Mr. Speaker, our government is always guided by the principles of merit and legal excellence in the selection and appointment of judges to the Canadian courts. Justice Mainville is an expert in public-sector law negotiations, and in administrative, constitutional, energy and environmental law. He also lectured at McGill. He is the author of a university textbook on aboriginal law. This shows that he has considerable expertise.

JusticeOral Questions

2:20 p.m.

Outremont Québec

NDP

Thomas Mulcair NDPLeader of the Opposition

Mr. Speaker, I think he is reading from his notes from Nadon.

Let us be clear. The Conservatives are trying to use the Quebec Court of Appeal as a springboard for circumventing the rules for Supreme Court appointments. After dishonouring the Supreme Court, they are now preparing to stand in the way of the good work that is done by the highest court in Quebec. This is becoming a worrisome habit of the Conservatives. Why did they openly defy the Supreme Court's decision in the unfortunate Nadon affair?

JusticeOral Questions

2:20 p.m.

Central Nova Nova Scotia

Conservative

Peter MacKay ConservativeMinister of Justice and Attorney General of Canada

Mr. Speaker, it appears the Leader of the Opposition is reading from one of his illegal handouts that came from one of his illegal offices.

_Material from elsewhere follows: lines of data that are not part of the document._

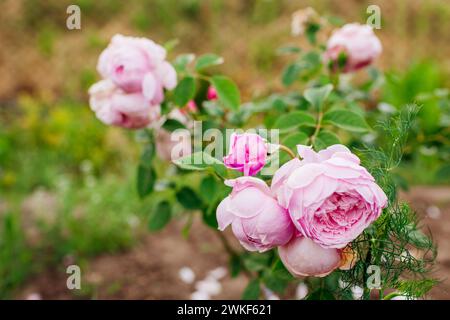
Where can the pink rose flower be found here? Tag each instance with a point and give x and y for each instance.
(113, 106)
(248, 153)
(330, 197)
(303, 257)
(212, 93)
(190, 107)
(257, 220)
(137, 64)
(357, 42)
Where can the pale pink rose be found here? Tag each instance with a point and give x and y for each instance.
(190, 107)
(115, 107)
(212, 93)
(257, 220)
(330, 197)
(303, 257)
(357, 42)
(137, 65)
(248, 153)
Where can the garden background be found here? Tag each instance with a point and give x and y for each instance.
(67, 189)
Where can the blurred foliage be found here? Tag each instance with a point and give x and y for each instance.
(49, 139)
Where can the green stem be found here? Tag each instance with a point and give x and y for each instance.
(318, 126)
(391, 295)
(288, 151)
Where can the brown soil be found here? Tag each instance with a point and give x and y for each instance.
(150, 269)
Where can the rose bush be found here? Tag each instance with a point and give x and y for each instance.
(322, 213)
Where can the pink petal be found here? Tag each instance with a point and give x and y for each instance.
(303, 257)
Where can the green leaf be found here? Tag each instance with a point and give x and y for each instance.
(208, 188)
(293, 120)
(201, 161)
(147, 155)
(172, 125)
(146, 177)
(171, 44)
(317, 96)
(289, 50)
(346, 119)
(160, 216)
(184, 91)
(207, 60)
(325, 139)
(188, 198)
(181, 62)
(290, 74)
(311, 31)
(321, 294)
(280, 271)
(252, 291)
(227, 91)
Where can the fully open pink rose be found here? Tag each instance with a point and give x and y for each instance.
(115, 107)
(256, 218)
(248, 153)
(303, 257)
(137, 65)
(330, 197)
(358, 43)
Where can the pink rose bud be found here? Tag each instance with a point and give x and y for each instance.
(256, 219)
(356, 44)
(113, 106)
(330, 197)
(248, 153)
(212, 93)
(303, 257)
(137, 65)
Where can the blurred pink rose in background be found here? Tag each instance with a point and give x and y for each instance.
(115, 107)
(303, 257)
(330, 197)
(212, 93)
(357, 43)
(137, 65)
(247, 154)
(190, 107)
(257, 220)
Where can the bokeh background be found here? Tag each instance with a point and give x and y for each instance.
(67, 193)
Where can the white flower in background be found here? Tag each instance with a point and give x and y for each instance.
(199, 295)
(269, 294)
(357, 292)
(302, 291)
(301, 18)
(218, 273)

As I said in French, our government is guided by merit and legal excellence. Mr. Mainville is an expert in public sector law negotiations, administrative law, and constitutional law. He lectured at McGill. He has been a member of the Quebec bar for 33 years and sat as a Federal Court judge for five years.

I believe his wealth of legal knowledge will be welcome at the Supreme Court and will be of significant benefit to the Quebec Court of Appeal.

JusticeOral Questions

2:20 p.m.

Outremont Québec

NDP

Thomas Mulcair NDPLeader of the Opposition

Mr. Speaker, this is not the first time that the Conservatives have tried to use trickery when appointing judges. After having been reprimanded and contradicted by the Supreme Court, they did the only thing they know how to do, and that is to publicly attack the chief justice. Now, they are violating the Supreme Court's ruling by failing to abide by the Constitution of Canada when appointing Quebec judges to the Supreme Court. Why is the Prime Minister once again attacking the highest court in our country? Why do the Conservatives want to undermine the integrity of the Supreme Court?

JusticeOral Questions

2:20 p.m.

Central Nova Nova Scotia

Conservative

Peter MacKay ConservativeMinister of Justice and Attorney General of Canada

Mr. Speaker, once again, we are not attacking anyone. We made a decision based on merit and legal excellence.

These appointments are vetted. These appointments come on application from individuals. The intention is always to have the best minds, those with the best ability, sitting in Quebec, as in all the superior courts of our country, and that includes the Supreme Court of Canada.

It is unfortunate that the Leader of the Opposition chooses to constantly try to politicize these issues.